Sebenarnya apa sih yang melatarbelakangi seseorang untuk mengkonsumsi lebih daripada yang ia butuhkan? Bisa jadi karena kebosanan dalam hidup. Semua manusia akan dan pernah mengalami sebuah fase tertentu di mana kehadiran orang-orang tercinta dan para sahabat di sekelilingnya tidak bisa membuatnya merasa bahagia. Tidak kehujanan atau kepanasan dan bisa makan tiga kali sehari ternyata tidak cukup memuaskan hidupnya. Lantaran tidak tahu bagaimana mengakhiri kegelisahan itu, manusia membeli demi memenuhi hasrat-hasrat kecil nan sesaat. Celakanya, kaum perempuan termasuk golongan yang sangat rentan terhadap konsumerisme. Ada anggapan yang mengatakan perempuan berpikir dengan perasaannya, dan inilah mengapa dorongan emosi mengakibatkan sejumlah perempuan terjerat perilaku konsumtif.
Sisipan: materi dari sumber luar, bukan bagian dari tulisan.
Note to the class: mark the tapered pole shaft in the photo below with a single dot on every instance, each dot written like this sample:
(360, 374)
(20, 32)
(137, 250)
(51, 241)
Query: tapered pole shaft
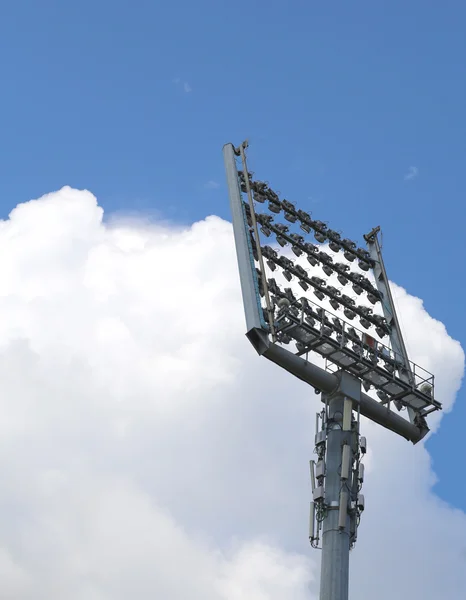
(334, 578)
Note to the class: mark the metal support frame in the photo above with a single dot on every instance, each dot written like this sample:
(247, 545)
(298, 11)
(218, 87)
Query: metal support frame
(334, 573)
(337, 504)
(405, 373)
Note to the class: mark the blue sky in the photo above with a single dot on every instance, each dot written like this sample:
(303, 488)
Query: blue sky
(341, 102)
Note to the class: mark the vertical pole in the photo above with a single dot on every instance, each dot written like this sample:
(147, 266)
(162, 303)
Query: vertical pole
(334, 576)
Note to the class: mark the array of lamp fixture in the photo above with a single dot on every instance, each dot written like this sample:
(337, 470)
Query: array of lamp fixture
(359, 283)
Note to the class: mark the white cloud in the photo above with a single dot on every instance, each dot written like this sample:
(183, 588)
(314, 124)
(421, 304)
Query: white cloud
(184, 84)
(412, 173)
(146, 450)
(212, 185)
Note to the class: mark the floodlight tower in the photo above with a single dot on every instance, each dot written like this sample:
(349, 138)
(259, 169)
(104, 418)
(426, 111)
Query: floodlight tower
(354, 359)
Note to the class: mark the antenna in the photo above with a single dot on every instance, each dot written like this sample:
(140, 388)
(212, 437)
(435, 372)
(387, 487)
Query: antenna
(288, 282)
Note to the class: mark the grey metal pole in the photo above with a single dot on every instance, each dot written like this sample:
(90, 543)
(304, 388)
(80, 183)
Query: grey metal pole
(334, 575)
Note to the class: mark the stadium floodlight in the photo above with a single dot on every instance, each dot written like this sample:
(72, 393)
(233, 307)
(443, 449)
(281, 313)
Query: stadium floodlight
(355, 360)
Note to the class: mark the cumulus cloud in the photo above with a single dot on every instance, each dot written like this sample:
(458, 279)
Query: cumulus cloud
(186, 87)
(412, 173)
(147, 451)
(212, 185)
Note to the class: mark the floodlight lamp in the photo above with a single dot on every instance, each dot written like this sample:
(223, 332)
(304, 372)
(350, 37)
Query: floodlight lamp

Apakah gaya hidup sederhana sudah cukup untuk mengendalikan perilaku konsumtif? Tidak juga, karena setiap manusia tidak memiliki level yang sama dalam hal daya tahan terhadap godaan iklan. Akan tetapi, tidak ada satu cara yang bisa diterapkan dan membuahkan hasil yang sama pada setiap orang dalam hal membangun pertahanan diri. Mengingat kita tidak dapat berharap sepenuhnya pada keampuhan sebuah cara yang sudah mainstream, maka satu-satunya jalan adalah membangun pertahanan dalam diri sesuai cipta, rasa, dan karsa masing-masing. Membangun pertahanan diri itu tidak sulit karena ini akan terbangun dengan sendirinya bila individu sudah menemukan jati dirinya, yaitu kesadaran akan siapa dirinya dan tujuan hidupnya.  Masalahnya, banyak yang cenderung menyangka perjalanan mencari jati diri akan berhenti bila manusia sudah mencapai usia tertentu, atau pencarian jati diri hanyalah milik para remaja. Padahal, perjalanan hidup manusia dan menjadi tua adalah sebuah evolusi. Dengan kata lain, selagi masih hidup manusia bisa merubah dirinya menjadi apapun yang ia inginkan.  

Bukan superhero

Sebuah grup Instagram Indonesia Tanpa Feminis diluncurkan 17 Maret lalu dengan mengusung slogan “Tubuhku bukan milikku; Indonesia tidak membutuhkan feminisme.” Pandangan ini juga tercermin dalam komentar salah satu follower mereka yang berbunyi, ““Mereka bilang, mereka setuju dengan konsep feminisme karena wanita butuh kesetaraan… Padahal dalam Islam, wanita tak perlu setara karena sejatinya wanita sungguh dimuliakan… Ia dijaga oleh ayahnya , dijaga oleh saudara laki-lakinya dan dijaga oleh suaminya.” Pihak yang mendukung gerakan ini berdalih, adat dan budaya Indonesia pada umumnya berpihak pada perempuan dalam hal menghormati dan memuliakan. Para lelaki dididik untuk melindungi perempuan dan sudah banyak perempuan menjadi bos, bahkan ada yang menjadi presiden, jadi untuk apa ada feminisme?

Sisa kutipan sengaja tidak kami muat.